We have developed an application that stores time series data for heating controllers.
Controllers push readout data (around 35 data points) on a scheduled manner and each controller can have a slightly different set of data points from each other.
Originally we were storing all the readouts for all controllers of a given customer inside a single measurement per customer inside a single database. That is, a single database for all of our customers, but each customer has its own measurement in which all its controllers write their data. The readout is tagged after the controller id.
We were not performing any sort of down-sampling and the default retention policy was inifinte.
As the project progresses we are about to start down-sampling the data for query performance reasons and we also want to pre-calculate some useful aggregations.
If we continued with the “current” schema, we would be creating a new measurements per customer to contain the various aggregations we want to pre-calculate and we would be creating multiple retention policies for the down-sampled data.
If this the way forward? Or do you foresee cardinality problems as more customers are added in the future?
An alternative we are thinking as well would be a database per customer, with a measurement with multiple retention policies for the incoming readouts and extra measurements for aggregations?
It all boils down to: is it better for us to have a single database with more measurements vs having multiple databases with less measurements each.
I think that seems like a good approach if all of your data is identical. However, I would recommend checking out InfluxDB v2 so that you can take advantage of the following:
Thanks for the response. I read though the references you provided (I had already done so for their 1.x counter parts), but I am afraid that the general rules do not give a definite answer to my question.
As far as my knowledge goes, we are “just” moving concepts around: from a single database to multiple databases, from multiple measurements to a single measurement (until we start downsampling that is). But the schema of the data remains the same: we have the same tagset and fieldset.

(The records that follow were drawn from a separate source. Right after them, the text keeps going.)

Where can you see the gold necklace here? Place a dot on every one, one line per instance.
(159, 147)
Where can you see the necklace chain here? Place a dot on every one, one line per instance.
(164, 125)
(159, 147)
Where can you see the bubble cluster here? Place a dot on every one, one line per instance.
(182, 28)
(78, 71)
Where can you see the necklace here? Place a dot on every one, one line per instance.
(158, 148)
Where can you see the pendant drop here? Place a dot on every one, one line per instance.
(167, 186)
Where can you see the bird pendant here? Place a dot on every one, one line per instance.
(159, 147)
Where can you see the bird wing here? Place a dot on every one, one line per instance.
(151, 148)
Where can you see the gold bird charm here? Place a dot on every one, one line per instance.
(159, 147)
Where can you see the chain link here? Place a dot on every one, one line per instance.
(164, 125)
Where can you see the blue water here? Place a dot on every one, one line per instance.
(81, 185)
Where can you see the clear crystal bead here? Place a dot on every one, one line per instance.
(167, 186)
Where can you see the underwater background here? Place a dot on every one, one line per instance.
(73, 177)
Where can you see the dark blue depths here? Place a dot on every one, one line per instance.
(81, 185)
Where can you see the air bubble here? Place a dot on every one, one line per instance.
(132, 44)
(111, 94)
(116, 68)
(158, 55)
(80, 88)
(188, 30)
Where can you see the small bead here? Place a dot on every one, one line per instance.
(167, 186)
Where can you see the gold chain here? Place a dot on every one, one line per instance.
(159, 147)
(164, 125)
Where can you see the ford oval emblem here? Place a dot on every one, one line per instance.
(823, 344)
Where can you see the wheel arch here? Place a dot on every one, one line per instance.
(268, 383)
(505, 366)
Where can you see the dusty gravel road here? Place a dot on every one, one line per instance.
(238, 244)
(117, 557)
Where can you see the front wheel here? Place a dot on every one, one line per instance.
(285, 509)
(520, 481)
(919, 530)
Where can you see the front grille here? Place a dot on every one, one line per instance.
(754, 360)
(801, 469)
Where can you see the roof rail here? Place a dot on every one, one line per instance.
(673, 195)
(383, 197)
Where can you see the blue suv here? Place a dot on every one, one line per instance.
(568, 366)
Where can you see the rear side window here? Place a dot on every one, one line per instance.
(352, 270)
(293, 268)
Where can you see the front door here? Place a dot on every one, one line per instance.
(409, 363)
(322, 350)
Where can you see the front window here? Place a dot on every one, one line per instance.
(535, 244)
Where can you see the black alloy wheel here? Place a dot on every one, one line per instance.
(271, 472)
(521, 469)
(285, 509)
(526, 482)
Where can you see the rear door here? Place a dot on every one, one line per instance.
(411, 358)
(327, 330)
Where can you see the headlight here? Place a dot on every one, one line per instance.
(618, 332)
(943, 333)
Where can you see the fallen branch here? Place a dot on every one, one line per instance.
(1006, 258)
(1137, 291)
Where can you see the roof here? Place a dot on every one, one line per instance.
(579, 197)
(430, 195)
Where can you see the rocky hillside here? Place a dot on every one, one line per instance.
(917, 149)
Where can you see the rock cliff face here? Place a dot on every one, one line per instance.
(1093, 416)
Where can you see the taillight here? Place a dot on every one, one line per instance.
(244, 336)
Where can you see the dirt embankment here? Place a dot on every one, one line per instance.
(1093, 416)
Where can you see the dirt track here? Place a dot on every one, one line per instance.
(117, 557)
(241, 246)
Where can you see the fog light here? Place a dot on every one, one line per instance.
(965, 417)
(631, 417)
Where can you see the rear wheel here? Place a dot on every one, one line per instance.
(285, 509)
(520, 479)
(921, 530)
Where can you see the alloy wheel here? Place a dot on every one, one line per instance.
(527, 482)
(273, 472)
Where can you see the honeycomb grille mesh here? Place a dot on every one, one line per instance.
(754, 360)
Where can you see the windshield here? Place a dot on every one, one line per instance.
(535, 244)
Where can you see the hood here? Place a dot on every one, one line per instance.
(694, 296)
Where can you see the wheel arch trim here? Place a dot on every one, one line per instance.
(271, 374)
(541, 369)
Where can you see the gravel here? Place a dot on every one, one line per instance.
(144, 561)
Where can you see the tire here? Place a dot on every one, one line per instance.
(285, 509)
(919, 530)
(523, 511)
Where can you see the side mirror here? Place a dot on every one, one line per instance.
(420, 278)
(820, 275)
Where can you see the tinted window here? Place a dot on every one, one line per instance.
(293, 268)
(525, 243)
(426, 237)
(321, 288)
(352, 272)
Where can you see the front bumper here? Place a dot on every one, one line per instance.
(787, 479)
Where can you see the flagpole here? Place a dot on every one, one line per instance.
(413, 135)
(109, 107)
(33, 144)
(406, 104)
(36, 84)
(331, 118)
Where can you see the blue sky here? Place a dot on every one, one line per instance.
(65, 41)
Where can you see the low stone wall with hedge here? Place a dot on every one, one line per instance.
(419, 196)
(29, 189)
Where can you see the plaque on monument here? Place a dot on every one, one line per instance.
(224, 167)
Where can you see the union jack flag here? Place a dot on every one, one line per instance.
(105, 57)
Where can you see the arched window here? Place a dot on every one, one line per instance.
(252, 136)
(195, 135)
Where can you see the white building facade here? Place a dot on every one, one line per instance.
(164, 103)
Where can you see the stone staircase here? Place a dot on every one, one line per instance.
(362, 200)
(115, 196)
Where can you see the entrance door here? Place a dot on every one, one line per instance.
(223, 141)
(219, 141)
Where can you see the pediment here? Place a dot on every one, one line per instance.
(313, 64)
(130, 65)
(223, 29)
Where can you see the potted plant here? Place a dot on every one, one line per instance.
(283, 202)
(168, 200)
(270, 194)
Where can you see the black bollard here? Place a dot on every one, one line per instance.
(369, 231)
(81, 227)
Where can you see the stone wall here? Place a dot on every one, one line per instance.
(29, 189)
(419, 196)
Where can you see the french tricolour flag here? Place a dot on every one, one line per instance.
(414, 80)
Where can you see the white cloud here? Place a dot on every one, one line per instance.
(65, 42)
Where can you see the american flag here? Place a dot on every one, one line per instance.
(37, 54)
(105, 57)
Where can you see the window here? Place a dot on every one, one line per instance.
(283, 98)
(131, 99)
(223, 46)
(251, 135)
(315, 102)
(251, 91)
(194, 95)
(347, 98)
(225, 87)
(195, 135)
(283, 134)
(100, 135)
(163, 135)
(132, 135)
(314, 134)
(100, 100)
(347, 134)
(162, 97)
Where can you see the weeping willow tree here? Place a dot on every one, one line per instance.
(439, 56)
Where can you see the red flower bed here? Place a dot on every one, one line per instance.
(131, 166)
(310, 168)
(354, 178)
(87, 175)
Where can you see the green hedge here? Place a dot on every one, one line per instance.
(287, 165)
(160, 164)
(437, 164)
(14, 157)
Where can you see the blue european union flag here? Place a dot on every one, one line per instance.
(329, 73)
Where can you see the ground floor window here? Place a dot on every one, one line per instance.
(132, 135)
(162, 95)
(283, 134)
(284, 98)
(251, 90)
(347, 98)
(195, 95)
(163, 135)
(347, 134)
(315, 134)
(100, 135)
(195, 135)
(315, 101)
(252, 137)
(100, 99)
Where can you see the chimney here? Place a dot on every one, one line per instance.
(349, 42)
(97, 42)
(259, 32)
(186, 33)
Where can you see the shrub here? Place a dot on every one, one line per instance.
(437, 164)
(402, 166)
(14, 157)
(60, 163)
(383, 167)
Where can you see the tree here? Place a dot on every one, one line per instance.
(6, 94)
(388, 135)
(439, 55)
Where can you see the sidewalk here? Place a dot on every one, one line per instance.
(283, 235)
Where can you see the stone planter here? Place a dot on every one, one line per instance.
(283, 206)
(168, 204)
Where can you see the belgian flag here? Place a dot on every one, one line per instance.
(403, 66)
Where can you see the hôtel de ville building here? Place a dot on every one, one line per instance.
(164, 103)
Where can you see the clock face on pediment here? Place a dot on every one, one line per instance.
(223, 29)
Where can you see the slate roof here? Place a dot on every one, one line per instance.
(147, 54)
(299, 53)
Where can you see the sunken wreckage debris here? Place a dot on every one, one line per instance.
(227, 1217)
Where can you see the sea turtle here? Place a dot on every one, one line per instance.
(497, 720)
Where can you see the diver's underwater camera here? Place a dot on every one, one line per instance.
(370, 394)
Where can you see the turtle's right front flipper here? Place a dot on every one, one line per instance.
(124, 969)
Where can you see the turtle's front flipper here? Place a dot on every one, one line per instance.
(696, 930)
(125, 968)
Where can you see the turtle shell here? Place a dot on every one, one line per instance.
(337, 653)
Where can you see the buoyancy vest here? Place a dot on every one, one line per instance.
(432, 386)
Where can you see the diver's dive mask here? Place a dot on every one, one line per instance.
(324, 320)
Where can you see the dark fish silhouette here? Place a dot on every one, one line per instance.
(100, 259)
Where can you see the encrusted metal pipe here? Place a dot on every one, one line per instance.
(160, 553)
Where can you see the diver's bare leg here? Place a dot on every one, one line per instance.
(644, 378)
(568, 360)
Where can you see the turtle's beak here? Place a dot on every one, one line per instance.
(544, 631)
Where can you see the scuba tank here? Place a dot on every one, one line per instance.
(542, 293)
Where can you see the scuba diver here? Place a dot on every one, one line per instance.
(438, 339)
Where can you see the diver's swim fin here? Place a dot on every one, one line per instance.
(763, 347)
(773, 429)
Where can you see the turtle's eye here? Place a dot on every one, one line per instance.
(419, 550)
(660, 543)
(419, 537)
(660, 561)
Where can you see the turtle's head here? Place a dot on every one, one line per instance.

One thing changes, though: security scopes. Before we had a single user that could read from all measurements. If we move to multiple databases, we cannot have a single user that can read from all databases unless that user is an admin (I’d prefer it wasn’t, but I have no problem using an admin user if the alternative is dinamically maintaining users as databases are created).
I can see the downside with more complex permissions. Where is the upside to move to this multi-database paradigm?
Hello @danielgonnet,
I’m not sure I completely understand your question but I’ll try my best.
You can still have a single user that can read from all measurements. I would only suggest moving to multiple databases/buckets per user in the special case where you don’t need to query all the users data at once or cross compare user data.
The upside is if you need to expire the data frequently as buckets have retention policies.
In no case we were-cross querying data beyond a tenants measurement and we do not have plans to do like so with a database per tenant, so that should not be neither a show-stopper nor a driver of the decision.
We have already decided to move to a database per tenant, create databases and retention policies on demand and use a database admin in the application that writes the data and the application that reads the data.